Today I was able to work from home because I had an appointment in the afternoon. It was a very cold day, but I bundled up and went for a walk at lunchtime. Because I was so bundled up, I had no peripheral vision, so when a creature started making angry sounds at me, I had to turn my head really far to see what it was. It was a squirrel that was angrily chittering at me for no obvious reason - I was walking at a brisk pace and was well past it. I was annoyed and wished the hawk we see from our window would have it for lunch, but then I felt a little bad - we're all just out here doing the best we can. The squirrel is struggling to survive in the bitter cold as much as the hawk is. But why it was being so mouthy to me is still a mystery.

Tiffy mentioned to Travalon, who loves Ken Burns documentaries, that the one on country music is really good, so Travalon has been watching it the last couple of days. (I always think of a scene on Family Guy where Peter sits in front of the TV, which is showing "Ken Burns' Street Signs, Part Four: Yield," and he says, "I don't know, maybe you had to watch the first three to get this one. I'm totally lost.") As Travalon has been watching this documentary, and I have been half-watching it, I realize that I prefer the really raw, old music, like the western music influenced by cowboys and Mexican music, and the southern music that sounds like it came right from Scotland and Ireland. Apparently there was an actual moment when they created something called "The Nashville Sound," and that's when country music began to suck. Another thing that struck me is that the older artists came from desperately poor backgrounds and were often intimately acquainted with death from a young age; for example, as a child, Johnny Cash watched his brother drown.

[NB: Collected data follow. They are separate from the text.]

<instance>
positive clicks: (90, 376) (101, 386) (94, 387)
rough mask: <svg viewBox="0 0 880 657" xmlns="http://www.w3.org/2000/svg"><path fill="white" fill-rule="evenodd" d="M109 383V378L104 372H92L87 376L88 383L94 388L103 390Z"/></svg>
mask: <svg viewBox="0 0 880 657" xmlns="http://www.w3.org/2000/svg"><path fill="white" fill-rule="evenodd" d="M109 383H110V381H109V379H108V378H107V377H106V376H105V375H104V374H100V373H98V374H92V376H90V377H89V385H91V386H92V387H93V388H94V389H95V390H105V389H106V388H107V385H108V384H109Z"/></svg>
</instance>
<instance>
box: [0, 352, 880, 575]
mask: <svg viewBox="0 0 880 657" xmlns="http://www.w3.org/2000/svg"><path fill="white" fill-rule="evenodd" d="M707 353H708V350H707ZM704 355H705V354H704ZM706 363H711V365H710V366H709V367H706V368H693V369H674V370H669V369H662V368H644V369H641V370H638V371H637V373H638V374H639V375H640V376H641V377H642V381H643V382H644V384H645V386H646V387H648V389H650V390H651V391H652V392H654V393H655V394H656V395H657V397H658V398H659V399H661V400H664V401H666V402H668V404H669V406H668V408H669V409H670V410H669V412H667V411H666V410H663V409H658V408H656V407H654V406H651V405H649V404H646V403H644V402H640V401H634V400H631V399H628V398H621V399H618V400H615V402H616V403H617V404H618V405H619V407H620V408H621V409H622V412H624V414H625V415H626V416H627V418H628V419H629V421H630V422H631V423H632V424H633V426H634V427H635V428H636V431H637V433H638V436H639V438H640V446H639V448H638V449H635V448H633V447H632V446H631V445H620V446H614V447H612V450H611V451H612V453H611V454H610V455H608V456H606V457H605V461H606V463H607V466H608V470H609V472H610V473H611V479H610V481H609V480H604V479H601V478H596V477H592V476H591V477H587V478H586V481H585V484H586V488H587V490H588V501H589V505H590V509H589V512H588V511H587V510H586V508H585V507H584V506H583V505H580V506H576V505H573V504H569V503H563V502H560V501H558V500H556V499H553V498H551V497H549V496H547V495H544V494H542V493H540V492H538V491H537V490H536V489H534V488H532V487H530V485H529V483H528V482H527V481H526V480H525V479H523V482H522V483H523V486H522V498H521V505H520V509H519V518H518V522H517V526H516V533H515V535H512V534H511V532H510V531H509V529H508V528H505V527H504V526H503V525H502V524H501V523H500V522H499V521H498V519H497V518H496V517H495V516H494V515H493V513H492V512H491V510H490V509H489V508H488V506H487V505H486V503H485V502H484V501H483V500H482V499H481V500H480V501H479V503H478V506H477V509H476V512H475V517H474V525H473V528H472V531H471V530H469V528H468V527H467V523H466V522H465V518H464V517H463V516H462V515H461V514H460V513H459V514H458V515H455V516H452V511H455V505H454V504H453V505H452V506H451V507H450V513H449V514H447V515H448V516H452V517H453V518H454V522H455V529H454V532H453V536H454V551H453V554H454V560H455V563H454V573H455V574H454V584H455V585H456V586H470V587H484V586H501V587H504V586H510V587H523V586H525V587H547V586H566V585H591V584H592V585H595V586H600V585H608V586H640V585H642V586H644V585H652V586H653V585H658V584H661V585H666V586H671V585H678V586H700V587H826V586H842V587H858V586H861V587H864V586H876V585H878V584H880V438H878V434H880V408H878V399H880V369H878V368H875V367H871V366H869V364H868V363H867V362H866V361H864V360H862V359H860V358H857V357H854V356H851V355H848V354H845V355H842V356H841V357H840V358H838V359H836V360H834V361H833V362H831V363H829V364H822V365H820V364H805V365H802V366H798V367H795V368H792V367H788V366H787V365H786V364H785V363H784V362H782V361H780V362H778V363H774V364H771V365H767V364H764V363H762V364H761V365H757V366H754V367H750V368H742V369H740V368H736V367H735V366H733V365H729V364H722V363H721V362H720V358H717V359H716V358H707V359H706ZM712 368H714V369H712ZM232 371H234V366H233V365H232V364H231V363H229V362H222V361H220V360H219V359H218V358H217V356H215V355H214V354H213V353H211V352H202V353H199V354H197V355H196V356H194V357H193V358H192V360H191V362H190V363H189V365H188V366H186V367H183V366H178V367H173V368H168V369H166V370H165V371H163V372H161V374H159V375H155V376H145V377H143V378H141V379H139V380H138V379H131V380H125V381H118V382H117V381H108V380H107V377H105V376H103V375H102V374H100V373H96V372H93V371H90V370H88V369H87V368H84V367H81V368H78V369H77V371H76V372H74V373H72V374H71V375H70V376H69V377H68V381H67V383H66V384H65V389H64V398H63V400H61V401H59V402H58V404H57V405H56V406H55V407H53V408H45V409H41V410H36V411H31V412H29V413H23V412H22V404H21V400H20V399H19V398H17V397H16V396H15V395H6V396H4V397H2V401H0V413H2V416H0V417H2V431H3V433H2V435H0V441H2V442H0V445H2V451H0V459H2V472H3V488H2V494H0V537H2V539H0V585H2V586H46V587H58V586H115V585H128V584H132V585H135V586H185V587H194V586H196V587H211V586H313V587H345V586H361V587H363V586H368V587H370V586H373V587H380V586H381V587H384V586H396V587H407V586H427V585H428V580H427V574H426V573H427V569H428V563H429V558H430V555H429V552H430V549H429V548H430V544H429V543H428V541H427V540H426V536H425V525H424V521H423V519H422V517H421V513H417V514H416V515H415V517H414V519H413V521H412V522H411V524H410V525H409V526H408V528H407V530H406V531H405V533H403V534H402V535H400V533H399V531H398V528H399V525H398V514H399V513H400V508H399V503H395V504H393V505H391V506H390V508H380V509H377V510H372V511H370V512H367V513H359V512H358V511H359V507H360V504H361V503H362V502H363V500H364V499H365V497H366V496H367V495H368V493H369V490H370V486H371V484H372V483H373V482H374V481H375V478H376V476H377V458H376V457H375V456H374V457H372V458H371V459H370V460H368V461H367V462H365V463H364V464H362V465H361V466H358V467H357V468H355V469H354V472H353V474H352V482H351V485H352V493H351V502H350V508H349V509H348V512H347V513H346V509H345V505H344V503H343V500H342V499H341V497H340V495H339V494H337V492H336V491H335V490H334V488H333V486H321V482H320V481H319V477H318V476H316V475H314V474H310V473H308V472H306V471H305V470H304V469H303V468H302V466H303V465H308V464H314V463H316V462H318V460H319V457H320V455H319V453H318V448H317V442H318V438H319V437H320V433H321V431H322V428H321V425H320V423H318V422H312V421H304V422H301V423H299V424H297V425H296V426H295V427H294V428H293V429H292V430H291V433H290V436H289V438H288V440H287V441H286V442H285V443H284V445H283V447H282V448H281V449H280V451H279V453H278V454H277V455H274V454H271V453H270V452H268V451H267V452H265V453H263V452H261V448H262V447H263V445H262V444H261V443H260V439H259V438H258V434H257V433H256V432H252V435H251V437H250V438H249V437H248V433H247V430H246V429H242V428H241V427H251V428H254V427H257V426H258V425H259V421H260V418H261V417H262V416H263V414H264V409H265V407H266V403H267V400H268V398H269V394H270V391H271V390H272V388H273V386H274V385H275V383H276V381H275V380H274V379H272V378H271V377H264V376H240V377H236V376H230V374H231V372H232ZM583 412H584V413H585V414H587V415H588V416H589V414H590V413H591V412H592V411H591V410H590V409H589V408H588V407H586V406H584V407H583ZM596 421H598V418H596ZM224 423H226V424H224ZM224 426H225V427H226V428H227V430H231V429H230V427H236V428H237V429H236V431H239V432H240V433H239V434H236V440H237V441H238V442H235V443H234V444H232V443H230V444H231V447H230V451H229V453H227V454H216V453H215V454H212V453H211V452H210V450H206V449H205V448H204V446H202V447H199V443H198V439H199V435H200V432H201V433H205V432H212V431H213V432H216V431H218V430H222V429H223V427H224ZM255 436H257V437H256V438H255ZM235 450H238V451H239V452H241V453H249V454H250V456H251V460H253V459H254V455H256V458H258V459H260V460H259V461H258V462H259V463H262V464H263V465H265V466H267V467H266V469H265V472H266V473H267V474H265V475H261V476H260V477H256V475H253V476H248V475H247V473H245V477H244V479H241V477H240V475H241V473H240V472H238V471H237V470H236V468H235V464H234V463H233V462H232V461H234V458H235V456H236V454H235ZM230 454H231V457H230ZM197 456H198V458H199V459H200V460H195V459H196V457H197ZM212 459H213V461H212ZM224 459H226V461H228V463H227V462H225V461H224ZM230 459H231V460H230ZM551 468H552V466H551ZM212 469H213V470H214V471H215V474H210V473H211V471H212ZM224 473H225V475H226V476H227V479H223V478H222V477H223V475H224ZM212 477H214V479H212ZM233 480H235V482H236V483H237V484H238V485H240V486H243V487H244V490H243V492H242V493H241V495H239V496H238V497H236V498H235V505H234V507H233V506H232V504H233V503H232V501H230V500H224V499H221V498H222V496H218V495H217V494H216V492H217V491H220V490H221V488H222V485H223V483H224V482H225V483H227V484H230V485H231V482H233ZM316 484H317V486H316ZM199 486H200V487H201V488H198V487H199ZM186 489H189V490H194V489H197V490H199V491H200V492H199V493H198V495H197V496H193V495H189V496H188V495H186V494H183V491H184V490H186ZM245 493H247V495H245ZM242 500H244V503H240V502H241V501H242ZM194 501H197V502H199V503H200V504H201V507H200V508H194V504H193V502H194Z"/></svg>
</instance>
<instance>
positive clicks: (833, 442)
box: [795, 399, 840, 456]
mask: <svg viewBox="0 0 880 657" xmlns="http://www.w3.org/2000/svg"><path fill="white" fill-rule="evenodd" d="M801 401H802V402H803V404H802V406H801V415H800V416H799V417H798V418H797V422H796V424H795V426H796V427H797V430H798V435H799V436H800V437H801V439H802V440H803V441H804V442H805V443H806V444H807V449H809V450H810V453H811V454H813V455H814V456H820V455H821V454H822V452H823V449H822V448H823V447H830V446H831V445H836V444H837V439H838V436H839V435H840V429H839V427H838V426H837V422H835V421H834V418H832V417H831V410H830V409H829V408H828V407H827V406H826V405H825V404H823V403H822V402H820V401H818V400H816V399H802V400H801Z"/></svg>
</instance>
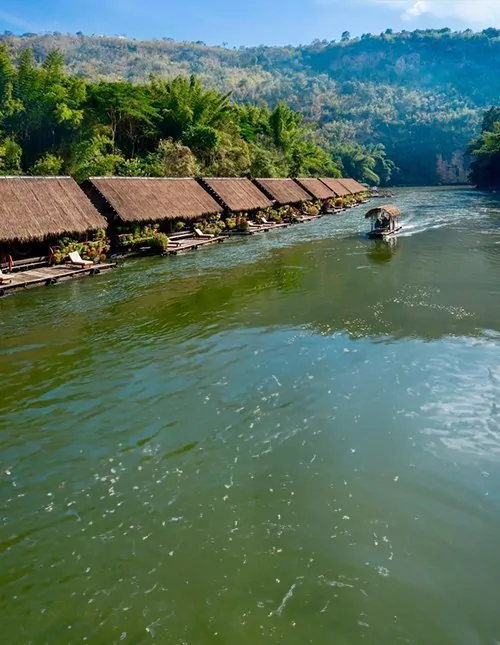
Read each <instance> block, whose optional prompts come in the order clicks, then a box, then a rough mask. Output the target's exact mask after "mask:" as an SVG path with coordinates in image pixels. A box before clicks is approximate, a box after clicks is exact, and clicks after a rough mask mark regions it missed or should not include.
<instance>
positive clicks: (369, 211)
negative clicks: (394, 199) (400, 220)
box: [365, 204, 401, 219]
mask: <svg viewBox="0 0 500 645" xmlns="http://www.w3.org/2000/svg"><path fill="white" fill-rule="evenodd" d="M379 215H382V216H384V215H389V217H399V216H400V215H401V211H400V210H399V208H398V207H397V206H393V205H392V204H385V205H384V206H377V208H372V209H371V210H369V211H368V213H366V215H365V218H366V219H369V218H370V217H378V216H379Z"/></svg>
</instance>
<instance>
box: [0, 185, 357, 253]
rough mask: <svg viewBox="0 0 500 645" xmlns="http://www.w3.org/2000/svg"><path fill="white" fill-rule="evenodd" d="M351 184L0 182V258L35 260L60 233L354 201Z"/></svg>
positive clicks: (70, 235) (170, 228) (160, 223)
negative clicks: (35, 258) (300, 205)
mask: <svg viewBox="0 0 500 645" xmlns="http://www.w3.org/2000/svg"><path fill="white" fill-rule="evenodd" d="M365 191H366V188H365V187H364V186H362V185H361V184H359V183H358V182H356V181H354V180H352V179H330V178H324V179H253V180H251V179H247V178H203V179H194V178H146V177H93V178H90V179H89V180H87V181H86V182H85V183H84V184H83V185H82V186H79V185H78V184H77V183H76V182H75V181H74V180H73V179H72V178H70V177H0V260H1V259H2V257H5V256H6V255H8V256H10V257H11V258H14V259H16V258H22V257H26V256H27V255H32V256H36V255H39V256H42V255H44V254H46V253H47V249H48V247H49V245H50V244H54V243H57V240H58V239H60V238H61V237H62V236H74V237H79V238H80V239H82V238H83V237H85V236H88V235H89V234H90V233H91V232H93V231H96V230H98V229H107V230H109V229H110V228H113V227H114V228H116V227H119V226H120V225H125V226H126V225H130V224H134V223H157V224H160V225H166V230H167V232H168V231H171V230H174V229H173V224H172V223H176V222H179V221H182V222H195V221H200V220H203V218H205V217H209V216H212V215H217V214H218V215H220V216H229V215H231V214H234V215H237V214H239V213H251V212H254V211H257V210H262V209H268V208H272V207H276V206H287V205H291V206H298V205H300V204H304V203H307V202H310V201H311V200H316V201H318V200H319V201H323V202H324V201H326V200H332V199H337V198H345V197H348V196H356V195H359V194H360V193H363V192H365Z"/></svg>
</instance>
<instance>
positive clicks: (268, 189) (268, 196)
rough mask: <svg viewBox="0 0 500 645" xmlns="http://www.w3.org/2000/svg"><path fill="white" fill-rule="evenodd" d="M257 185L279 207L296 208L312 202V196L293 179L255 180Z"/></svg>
mask: <svg viewBox="0 0 500 645" xmlns="http://www.w3.org/2000/svg"><path fill="white" fill-rule="evenodd" d="M255 184H256V185H257V186H258V187H259V188H260V189H261V190H262V191H263V192H265V193H266V195H267V196H268V197H269V198H270V199H272V200H273V202H276V204H277V205H278V206H296V205H298V204H303V203H304V202H309V201H311V195H310V194H309V193H308V192H307V191H306V190H304V189H303V188H302V187H301V186H299V184H298V183H297V182H295V181H294V180H293V179H255Z"/></svg>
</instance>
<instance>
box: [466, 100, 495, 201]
mask: <svg viewBox="0 0 500 645" xmlns="http://www.w3.org/2000/svg"><path fill="white" fill-rule="evenodd" d="M467 153H468V154H469V155H470V156H472V157H473V158H474V161H473V162H472V164H471V181H472V182H473V183H474V184H476V185H477V186H478V188H486V189H491V188H500V107H492V108H490V109H489V110H487V111H486V112H485V114H484V117H483V125H482V129H481V134H480V135H479V137H477V138H476V139H474V140H473V141H471V142H470V144H469V147H468V149H467Z"/></svg>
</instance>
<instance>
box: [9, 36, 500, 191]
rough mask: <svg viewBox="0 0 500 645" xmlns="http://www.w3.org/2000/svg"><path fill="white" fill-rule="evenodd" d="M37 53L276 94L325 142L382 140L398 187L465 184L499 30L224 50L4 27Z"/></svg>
mask: <svg viewBox="0 0 500 645" xmlns="http://www.w3.org/2000/svg"><path fill="white" fill-rule="evenodd" d="M2 39H3V40H4V41H7V42H8V43H9V46H10V47H11V48H12V49H14V50H19V49H22V48H23V47H27V46H30V47H32V48H33V49H34V51H35V54H36V56H37V57H38V58H39V59H42V58H44V57H45V56H46V54H47V53H48V52H49V51H50V50H52V49H54V48H58V49H60V50H61V52H62V53H63V54H64V55H65V58H66V63H67V66H68V68H69V70H70V71H71V72H72V73H74V74H76V75H80V76H83V77H87V78H90V79H93V80H96V79H98V78H105V79H108V80H109V79H119V78H124V79H127V80H131V81H140V80H144V79H146V78H148V77H149V76H150V75H152V74H153V75H159V76H164V77H172V76H176V75H179V74H181V75H187V74H191V73H195V74H197V75H198V76H199V77H200V78H201V79H202V80H203V81H204V82H206V83H207V84H208V85H210V86H213V87H215V88H217V89H218V90H221V91H231V92H232V93H233V98H234V99H235V100H237V101H251V102H253V103H256V104H259V103H261V102H266V103H267V104H269V105H270V106H274V105H275V104H276V103H277V102H278V101H280V100H286V101H287V102H288V104H289V105H290V106H291V107H293V108H295V109H299V110H301V111H302V112H303V113H304V114H305V116H306V118H307V119H309V120H313V121H315V122H317V123H318V124H319V126H320V133H319V134H320V138H322V139H324V141H325V144H326V146H327V147H328V146H330V147H331V146H332V145H333V146H334V145H335V143H343V144H344V143H347V142H350V141H357V142H360V143H362V144H364V145H366V144H379V143H381V144H383V145H384V146H385V147H386V150H387V154H388V156H389V157H390V158H391V159H392V160H393V161H394V162H395V163H396V165H397V166H398V167H399V169H400V171H399V173H398V174H397V175H396V176H395V180H396V181H397V182H398V183H403V184H429V183H453V182H463V181H465V179H466V176H467V169H466V166H465V163H464V158H463V152H464V150H465V149H466V147H467V143H468V141H469V140H470V139H471V137H473V136H474V135H475V134H476V133H477V131H478V129H479V126H480V122H481V117H482V113H483V111H484V109H485V108H487V107H489V106H490V105H492V104H495V103H497V102H498V97H499V96H500V76H499V74H498V70H499V69H500V30H497V29H487V30H484V31H483V32H481V33H474V32H472V31H470V30H467V31H464V32H451V31H450V30H448V29H441V30H438V31H434V30H426V31H414V32H402V33H398V34H393V33H392V32H391V31H390V30H388V31H387V32H386V33H384V34H381V35H370V34H366V35H364V36H362V37H361V38H355V39H351V38H349V37H348V34H345V35H344V37H343V41H342V42H340V43H335V42H327V41H316V42H313V43H312V44H310V45H306V46H298V47H292V46H287V47H264V46H259V47H246V48H240V49H237V50H236V49H225V48H223V47H210V46H207V45H204V44H203V43H180V42H173V41H171V40H164V41H136V40H127V39H123V38H109V37H100V36H85V35H83V34H81V35H74V36H71V35H63V34H51V35H33V34H27V35H25V36H23V37H15V36H11V35H5V36H3V37H0V40H2Z"/></svg>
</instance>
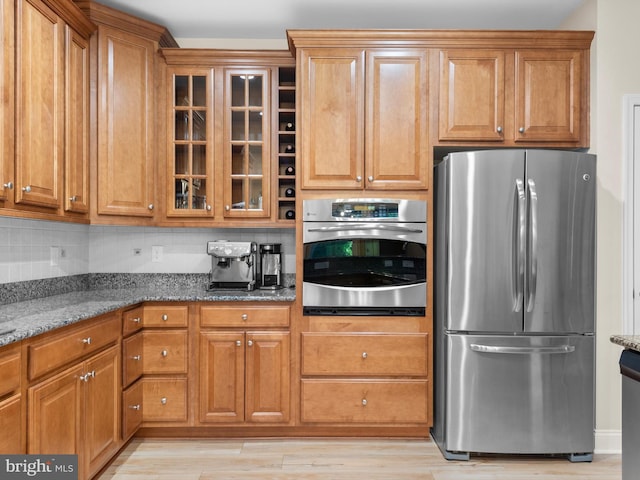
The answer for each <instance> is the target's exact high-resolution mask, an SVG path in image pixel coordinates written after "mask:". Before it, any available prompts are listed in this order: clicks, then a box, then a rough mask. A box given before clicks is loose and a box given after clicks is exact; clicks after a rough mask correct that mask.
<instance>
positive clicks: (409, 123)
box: [365, 50, 429, 189]
mask: <svg viewBox="0 0 640 480" xmlns="http://www.w3.org/2000/svg"><path fill="white" fill-rule="evenodd" d="M427 63H428V62H427V53H426V51H425V50H404V51H402V52H400V51H376V50H372V51H369V50H368V51H367V77H366V78H367V97H366V98H367V104H366V107H365V110H366V112H367V121H366V148H365V150H366V157H365V174H366V187H367V188H377V189H393V188H426V187H427V186H428V181H429V173H428V170H429V169H428V165H429V162H428V158H429V157H428V156H429V151H428V131H429V128H428V125H427V123H428V121H427V112H428V108H427V107H428V88H427V86H428V84H429V82H428V77H427Z"/></svg>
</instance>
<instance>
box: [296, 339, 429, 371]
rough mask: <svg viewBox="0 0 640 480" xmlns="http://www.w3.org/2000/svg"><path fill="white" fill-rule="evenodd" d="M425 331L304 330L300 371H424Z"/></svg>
mask: <svg viewBox="0 0 640 480" xmlns="http://www.w3.org/2000/svg"><path fill="white" fill-rule="evenodd" d="M427 351H428V348H427V334H426V333H409V334H362V333H346V334H345V333H303V334H302V374H303V375H415V376H423V375H426V374H427Z"/></svg>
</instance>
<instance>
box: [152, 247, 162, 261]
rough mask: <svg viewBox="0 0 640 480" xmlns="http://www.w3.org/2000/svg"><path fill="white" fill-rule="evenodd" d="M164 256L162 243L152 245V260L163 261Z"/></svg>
mask: <svg viewBox="0 0 640 480" xmlns="http://www.w3.org/2000/svg"><path fill="white" fill-rule="evenodd" d="M163 256H164V252H163V248H162V245H154V246H152V247H151V261H152V262H161V261H162V258H163Z"/></svg>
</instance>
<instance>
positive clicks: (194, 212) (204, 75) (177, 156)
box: [167, 69, 214, 217]
mask: <svg viewBox="0 0 640 480" xmlns="http://www.w3.org/2000/svg"><path fill="white" fill-rule="evenodd" d="M169 75H170V79H171V82H172V85H173V88H172V89H171V90H172V91H171V95H170V97H171V100H170V108H169V111H170V115H169V116H170V118H169V122H168V124H169V138H171V139H172V140H171V141H170V151H169V152H168V154H169V162H168V165H169V172H168V179H169V185H168V192H169V195H168V205H167V215H169V216H177V217H181V216H184V217H202V216H204V217H212V216H213V212H214V210H213V195H214V190H213V189H214V182H213V180H214V178H213V148H212V145H213V128H212V126H213V118H211V117H212V115H211V112H213V108H212V104H213V99H212V96H213V85H212V81H213V80H212V78H213V77H212V71H211V70H210V69H207V70H202V71H197V70H193V69H189V70H188V71H187V70H184V71H183V70H178V69H176V70H171V71H170V73H169Z"/></svg>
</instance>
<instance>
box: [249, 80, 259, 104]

Maybe that's why their music seems so much more immediate and plaintive. The modern music that comes from a similar background then wouldn't be modern country, created by spoiled, middle-class white people with little proximity to death, but hip hop, because those people have seen death up close. Maybe when your own hold on life seems more tenuous, you are a better artist. Of course, not all hip hop is good. A prime example of terrible hip hop is Post Malone, who is - of course - a spoiled, rich white boy whose father works in the music industry. Hey, maybe this is why all Baroque music is good, because back in those days a person saw tons of death by the time they were old enough to write music. They understood that life is ephemeral, and so they wrote music to outlast themselves.